This repository houses prebuilt Microsoft Intune configuration profiles in JSON format that can be imported into Microsoft Endpoint Manager (MDM). Benchmark: https://workbench.cisecurity.org/benchmarks/10095
At the moment, all portions of the CIS Intune benchmark (L1,L2,BL,NG) are being implemented into a single configuration profile. Once all portions have been implemented, I plan to separate them.
Some CIS configurations have been "opposed". When a configuration has been opposed, the configuration strays away from the CIS recommended option. The OMA-URI description species any configurations that have been opposed and provides a reason for the setting.
The profiles are all configured using OMA-URI. There are a few reasons for this approach:
- Each configuration can be named according the section and name provided by CIS. EG: 1.1.1
- It is clear what CIS option a particular configuration is addressing
- When CIS recommendations change, it will be easy to make changes to align with the new recommendation
- OMA-URIs allow for a "description". This description can be used to note configurations that differ from CIS and provide a reason for the difference. If you use Risk Acceptance Forms (RAF) in your environment, you can also note a RAF # to address the difference.
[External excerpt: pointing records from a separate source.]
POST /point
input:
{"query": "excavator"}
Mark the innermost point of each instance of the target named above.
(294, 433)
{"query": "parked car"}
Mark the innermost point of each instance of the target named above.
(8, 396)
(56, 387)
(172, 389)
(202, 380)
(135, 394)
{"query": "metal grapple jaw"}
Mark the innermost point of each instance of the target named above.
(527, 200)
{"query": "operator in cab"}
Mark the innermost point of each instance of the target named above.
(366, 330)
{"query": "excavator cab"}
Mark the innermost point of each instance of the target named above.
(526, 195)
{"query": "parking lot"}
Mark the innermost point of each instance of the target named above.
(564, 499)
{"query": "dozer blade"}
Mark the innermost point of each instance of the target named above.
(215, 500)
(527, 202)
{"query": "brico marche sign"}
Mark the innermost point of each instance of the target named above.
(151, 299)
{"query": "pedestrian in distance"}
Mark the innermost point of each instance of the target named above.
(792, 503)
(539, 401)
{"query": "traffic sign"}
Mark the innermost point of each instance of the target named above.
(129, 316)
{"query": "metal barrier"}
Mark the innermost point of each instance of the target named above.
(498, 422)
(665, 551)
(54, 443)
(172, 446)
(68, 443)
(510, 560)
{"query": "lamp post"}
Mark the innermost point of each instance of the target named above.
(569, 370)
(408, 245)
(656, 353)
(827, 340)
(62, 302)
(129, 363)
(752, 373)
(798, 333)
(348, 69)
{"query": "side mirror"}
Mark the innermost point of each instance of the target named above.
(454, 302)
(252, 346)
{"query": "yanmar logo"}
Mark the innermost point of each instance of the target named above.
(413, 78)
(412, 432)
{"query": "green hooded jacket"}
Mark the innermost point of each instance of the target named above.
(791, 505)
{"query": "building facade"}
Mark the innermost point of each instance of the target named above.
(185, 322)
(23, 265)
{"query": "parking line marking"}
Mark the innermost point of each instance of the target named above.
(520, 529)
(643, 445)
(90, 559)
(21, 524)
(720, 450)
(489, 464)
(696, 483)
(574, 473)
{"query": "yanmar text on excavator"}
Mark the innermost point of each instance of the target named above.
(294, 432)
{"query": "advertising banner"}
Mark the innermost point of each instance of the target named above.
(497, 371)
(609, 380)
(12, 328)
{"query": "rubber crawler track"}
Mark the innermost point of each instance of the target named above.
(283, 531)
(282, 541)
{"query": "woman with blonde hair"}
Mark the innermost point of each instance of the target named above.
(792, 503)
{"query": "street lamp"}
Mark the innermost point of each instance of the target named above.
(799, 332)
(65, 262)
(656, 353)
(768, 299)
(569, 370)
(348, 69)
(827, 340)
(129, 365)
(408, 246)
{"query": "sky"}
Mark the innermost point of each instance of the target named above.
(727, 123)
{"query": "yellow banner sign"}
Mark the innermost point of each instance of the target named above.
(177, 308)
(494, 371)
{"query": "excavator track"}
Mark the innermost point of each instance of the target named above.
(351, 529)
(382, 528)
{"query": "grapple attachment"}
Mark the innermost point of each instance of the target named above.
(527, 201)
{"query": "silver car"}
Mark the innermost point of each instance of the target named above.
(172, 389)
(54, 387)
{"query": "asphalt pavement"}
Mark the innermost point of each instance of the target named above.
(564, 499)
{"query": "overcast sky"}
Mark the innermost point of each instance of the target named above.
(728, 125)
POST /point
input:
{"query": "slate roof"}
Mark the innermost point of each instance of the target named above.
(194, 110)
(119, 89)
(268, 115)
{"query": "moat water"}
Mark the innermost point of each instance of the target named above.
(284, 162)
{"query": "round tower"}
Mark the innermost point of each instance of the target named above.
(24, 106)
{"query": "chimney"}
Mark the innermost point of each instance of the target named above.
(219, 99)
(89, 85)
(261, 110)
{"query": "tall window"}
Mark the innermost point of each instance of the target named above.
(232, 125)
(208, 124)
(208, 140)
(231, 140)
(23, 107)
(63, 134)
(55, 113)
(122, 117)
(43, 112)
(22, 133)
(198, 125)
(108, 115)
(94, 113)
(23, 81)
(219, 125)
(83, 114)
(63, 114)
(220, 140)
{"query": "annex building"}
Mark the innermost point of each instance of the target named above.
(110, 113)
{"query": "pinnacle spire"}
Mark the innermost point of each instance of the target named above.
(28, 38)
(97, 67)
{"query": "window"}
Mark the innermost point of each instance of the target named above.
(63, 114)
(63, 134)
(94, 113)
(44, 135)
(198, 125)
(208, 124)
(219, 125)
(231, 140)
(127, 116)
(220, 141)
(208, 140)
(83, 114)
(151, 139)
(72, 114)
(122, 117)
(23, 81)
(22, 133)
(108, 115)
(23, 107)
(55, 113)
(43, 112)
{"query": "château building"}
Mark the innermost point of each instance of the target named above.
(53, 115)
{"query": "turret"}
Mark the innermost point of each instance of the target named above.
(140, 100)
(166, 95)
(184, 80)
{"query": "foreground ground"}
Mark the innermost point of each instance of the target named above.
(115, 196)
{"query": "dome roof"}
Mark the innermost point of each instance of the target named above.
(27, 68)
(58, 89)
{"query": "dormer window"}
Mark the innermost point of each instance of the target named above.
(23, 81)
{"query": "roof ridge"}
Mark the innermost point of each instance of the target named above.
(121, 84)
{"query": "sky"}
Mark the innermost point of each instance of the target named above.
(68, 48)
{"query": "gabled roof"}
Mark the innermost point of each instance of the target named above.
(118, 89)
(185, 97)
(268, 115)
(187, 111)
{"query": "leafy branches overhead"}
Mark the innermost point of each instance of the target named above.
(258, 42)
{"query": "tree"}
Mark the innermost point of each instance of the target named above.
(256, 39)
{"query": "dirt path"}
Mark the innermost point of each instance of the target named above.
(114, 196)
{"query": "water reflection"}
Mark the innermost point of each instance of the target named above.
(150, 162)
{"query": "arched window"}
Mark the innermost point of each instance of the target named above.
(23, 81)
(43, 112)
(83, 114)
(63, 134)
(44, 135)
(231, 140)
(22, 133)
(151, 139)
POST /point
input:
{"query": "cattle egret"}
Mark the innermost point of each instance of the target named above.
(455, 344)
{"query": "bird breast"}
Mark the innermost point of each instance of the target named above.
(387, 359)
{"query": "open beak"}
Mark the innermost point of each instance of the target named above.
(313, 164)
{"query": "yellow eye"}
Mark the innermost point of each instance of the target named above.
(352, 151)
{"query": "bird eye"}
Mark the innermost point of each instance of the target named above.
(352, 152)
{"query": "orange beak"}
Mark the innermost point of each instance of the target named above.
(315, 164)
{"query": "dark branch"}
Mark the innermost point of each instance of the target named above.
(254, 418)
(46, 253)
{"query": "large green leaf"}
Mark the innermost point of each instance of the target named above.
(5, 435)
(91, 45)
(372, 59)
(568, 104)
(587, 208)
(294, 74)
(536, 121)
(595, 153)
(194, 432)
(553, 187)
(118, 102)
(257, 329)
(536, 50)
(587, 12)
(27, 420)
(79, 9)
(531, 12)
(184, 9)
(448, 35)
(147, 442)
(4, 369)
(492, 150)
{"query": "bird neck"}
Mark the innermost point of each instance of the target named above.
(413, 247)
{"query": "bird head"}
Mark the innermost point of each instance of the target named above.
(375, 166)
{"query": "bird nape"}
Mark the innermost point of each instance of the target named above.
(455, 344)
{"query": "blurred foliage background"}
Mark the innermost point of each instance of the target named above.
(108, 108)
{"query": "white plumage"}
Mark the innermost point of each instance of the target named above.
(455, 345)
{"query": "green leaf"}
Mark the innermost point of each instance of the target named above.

A lot of the OMA-URIs in these configuration profiles are not published by CIS. The OMA-URIs were found here: https://learn.microsoft.com/en-us/windows/client-management/mdm/ Some configuration options were found by finding corresponding ADMX Group Policy files and locating their xml element ids. These are specified using the SyncML syntax as documented here: https://learn.microsoft.com/en-us/windows/client-management/understanding-admx-backed-policies#enabling-a-policy If you need to implement your own configurations, open the admx file (located at C:\windows\policydefintions) and locate the policy and the corresponding element you want to configure and follow the syntax.
To import a profile:
- Download this Powershell Script: https://github.com/eneerge/Azure-Intune-Export-DeviceConfiguration-Decrypts/blob/main/DeviceConfiguration_Import_FromJSON.ps1
- Download the JSON configuration file in this repository
- Run the powershell script
- Enter the location to the JSON file when prompted
You need the AzureAD powershell module. Run this from an administrative powershell console:
Install-Module AzureAD
- Some configurations require specifying a blank value. For example, the "EnableDelegation" setting. No user should be allowed this privilege. The recommendation is to leave this blank. The only way to specify a blank in Intune is to use the cdata option. (EG:
<![CDATA[]]>). Configurations that specify a blank may report remediation failure. These may be refactored into a separate profile that does not use OMA-URI to prevent these "errors".
To verify a configuration applied:
- Open Event Viewer
- Open the log "Application and Services Logs"\Microsoft\Windows\DeviceManagement-Enterprise-Diagnostics-Provider\Admin
- Review any entries with "Error"
- Ignore event id 2545 (checkNewInstanceData) - this appears to be an Intune bug. See https://answers.microsoft.com/en-us/windows/forum/all/event-2545-microsoft-windows-devicemanagement/a7e0f8e9-685f-44d8-be69-58fd1f8a716e
- Ignore error referencing "./Device/Vendor/MSFT/Policy/ConfigOpoerations/ADMXInstall/Receiver/Properties/Policy/FakePolicy/Version. This is an expected error the informs you that Intune is working properly. See: https://www.reddit.com/r/Intune/comments/n8u51x/intune_fakepolicy_not_found_error/
Firefox can be a pain to work with OMA-URIs. I created a stylesheet to make it a lot easier and that can be seen in the screenshot above. To install, go into the "Extras" folder for instructions.
All settings of CIS Intune benchmark implemented with the exception of Bitlocker. A seperate bitlocker configuration will be created.